Today there are a lot of rollups and the most expensive part of the transaction price - is the fees for publishing calldata. And we are going to develop a toolset that will make rollups much cheaper.
It will be the compression algorithm realized in zero-knowledge proofs. It can be easily integrated into any zk rollup(and with some modifications in optimistic). It's a special compression algorithm that will work very effectively with storage transition data.
Of course, this algorithm can be used for any other tasks, as you can easily prove compression correctness with zero-knowledge proofs.
We want to make an algorithm that will be efficient with storage transition data. ZK rollups with contracts(or some other way for state interaction) usually use the next(or similar) format for storage transition records:
(address, key, new_value)
.
But actually, most of the contracts are written on solidity and vyper. And they used the first storage slots for non-dynamic state variables. So actually most of the keys in storage transition are really small numbers(start with zeroes in binary format). We can encode the key like one byte for a number of zero bytes and then the non-zero part. When the number of zero bytes == 0 we can just write the key without such optimization.
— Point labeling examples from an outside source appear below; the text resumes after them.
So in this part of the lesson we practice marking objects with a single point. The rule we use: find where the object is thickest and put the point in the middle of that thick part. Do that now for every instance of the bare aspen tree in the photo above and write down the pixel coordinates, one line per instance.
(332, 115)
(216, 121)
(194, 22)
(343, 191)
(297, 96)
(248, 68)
Let's tell about dynamic arrays, strings, and bytes(Note: from this point, we will not explain what to do with strings, because strings are totally the same in storage with bytes). For dynamic arrays and bytes with size > 31, you can compute the slot of an element like keccak256(small_slot_number) + some_small_value
, these two values can be compressed with the same algorithm as for static state variables(because they are usually so small). So you are saving the preimage of keccak256 and offset instead of the slot number.
The only data type not covered - is mappings, unfortunately for computing slot numbers you also should use keccak256, but preimage can be determined only at runtime. So it's a potential idea to improve, but for now not been implemented.
And some more info about nested dynamic types. We will not compress nested structures because they can be very expensive in circuits. In the future, we can support nesting for a few levels, but actually deep nesting - is not a popular case.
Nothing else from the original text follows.